10. Cruise the message boards. Prepare for your cruise by heading online. “Look at the itinerary, plan what to do in ports, buy drink packages and dinner specials ahead of time, and join message boards for other travelers,” recommends Zavieh. “Even if you don’t join in on message board discussions, read them. We learned that on Disney cruises, you can bring memorabilia and pens and drop them off at guest services, and you’ll get the memorabilia back signed by all the characters onboard. How cool is that?”

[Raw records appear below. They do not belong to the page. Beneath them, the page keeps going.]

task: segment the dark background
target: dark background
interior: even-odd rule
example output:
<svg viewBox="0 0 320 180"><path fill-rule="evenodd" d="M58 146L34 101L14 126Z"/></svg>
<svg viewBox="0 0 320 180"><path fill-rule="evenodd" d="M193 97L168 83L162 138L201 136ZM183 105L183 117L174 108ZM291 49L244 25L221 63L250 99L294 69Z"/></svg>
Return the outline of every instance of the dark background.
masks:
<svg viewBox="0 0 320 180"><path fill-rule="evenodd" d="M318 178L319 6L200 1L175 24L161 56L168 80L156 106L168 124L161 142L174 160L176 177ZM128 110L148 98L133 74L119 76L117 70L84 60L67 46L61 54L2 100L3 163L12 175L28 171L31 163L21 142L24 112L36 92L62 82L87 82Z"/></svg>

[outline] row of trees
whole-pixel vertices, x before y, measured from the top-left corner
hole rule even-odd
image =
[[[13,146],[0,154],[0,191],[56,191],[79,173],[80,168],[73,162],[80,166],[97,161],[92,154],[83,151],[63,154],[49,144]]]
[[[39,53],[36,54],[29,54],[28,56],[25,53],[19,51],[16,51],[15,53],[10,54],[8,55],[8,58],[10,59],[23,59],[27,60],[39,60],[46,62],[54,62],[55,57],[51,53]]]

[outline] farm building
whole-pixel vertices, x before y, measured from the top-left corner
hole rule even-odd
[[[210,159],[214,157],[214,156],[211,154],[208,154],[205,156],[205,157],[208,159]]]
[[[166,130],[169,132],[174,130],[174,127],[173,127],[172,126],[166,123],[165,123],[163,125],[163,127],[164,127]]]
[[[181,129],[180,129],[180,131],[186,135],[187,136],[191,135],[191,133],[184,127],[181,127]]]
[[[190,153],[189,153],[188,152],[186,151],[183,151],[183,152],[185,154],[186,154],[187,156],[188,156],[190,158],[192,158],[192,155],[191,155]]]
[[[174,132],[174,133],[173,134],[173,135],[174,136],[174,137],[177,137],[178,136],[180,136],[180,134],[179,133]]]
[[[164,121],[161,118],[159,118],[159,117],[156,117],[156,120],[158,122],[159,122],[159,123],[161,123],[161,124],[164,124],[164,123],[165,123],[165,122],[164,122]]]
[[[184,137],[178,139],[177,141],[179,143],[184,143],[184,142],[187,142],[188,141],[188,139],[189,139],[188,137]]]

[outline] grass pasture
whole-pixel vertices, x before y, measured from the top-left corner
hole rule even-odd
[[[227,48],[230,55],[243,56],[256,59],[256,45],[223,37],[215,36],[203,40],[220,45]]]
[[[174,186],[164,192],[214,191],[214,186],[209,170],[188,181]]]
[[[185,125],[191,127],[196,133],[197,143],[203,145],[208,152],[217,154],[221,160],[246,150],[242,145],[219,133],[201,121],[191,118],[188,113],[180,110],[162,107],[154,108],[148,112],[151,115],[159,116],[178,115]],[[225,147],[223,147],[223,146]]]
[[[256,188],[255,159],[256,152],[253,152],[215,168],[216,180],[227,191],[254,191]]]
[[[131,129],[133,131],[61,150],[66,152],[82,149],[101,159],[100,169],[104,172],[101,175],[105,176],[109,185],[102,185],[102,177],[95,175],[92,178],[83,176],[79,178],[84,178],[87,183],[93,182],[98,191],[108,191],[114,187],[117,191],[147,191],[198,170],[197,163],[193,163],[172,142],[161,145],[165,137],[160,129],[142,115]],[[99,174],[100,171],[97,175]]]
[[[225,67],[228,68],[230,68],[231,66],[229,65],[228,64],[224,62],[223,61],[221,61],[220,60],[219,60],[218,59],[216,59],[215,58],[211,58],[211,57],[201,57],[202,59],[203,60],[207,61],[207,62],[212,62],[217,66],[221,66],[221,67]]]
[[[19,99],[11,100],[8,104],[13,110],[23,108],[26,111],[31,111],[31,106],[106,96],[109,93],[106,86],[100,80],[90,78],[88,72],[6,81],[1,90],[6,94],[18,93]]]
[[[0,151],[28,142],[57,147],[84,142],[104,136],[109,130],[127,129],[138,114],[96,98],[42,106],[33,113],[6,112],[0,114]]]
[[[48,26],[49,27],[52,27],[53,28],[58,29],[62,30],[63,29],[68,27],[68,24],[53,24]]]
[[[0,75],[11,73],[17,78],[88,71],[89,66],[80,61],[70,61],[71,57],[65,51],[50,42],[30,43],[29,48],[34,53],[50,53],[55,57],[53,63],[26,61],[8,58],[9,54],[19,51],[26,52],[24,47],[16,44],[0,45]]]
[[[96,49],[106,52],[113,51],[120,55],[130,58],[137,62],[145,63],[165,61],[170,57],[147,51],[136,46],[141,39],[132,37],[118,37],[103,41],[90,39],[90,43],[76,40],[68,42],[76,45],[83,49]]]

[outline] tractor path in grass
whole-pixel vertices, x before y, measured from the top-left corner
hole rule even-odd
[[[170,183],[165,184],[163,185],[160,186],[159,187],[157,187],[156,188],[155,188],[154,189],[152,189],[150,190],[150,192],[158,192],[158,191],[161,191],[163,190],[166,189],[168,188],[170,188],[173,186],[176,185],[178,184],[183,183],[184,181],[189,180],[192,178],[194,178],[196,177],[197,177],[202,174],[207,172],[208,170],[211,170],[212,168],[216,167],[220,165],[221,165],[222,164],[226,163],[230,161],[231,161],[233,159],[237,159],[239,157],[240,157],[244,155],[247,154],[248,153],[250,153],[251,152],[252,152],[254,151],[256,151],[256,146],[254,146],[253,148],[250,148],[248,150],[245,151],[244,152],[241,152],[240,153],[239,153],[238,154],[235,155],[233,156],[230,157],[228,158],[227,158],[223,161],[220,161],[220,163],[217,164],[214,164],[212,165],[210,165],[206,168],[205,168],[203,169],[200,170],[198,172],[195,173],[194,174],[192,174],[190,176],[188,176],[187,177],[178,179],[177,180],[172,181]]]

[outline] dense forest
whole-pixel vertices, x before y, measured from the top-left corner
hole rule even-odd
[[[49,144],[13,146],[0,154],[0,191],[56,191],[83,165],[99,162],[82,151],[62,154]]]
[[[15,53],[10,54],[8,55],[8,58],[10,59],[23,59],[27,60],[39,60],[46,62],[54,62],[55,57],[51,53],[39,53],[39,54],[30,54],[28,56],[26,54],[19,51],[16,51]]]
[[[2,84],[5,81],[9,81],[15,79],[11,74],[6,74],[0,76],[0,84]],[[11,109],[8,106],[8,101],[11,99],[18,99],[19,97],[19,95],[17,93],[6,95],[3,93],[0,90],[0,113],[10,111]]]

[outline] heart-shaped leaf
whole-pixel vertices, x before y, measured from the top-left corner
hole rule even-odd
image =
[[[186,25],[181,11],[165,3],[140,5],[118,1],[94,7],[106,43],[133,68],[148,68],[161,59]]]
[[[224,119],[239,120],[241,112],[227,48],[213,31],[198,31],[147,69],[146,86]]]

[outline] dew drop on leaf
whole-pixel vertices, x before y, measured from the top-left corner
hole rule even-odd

11. Remember to be you. “The biggest tip is that it’s your vacation, and you should do what you want,” says Jordan. “Just because the ship is in port, you don’t have to get off if you prefer staying on board and relaxing with a good book.
“I had a very good friend who went on cruises, did what they wanted, and always came home telling you what a good time they had no matter what happened,” says Jordan. “Why? Because they decided before they went that they were going to have a good time and that they’d let all the problems just roll off their back.”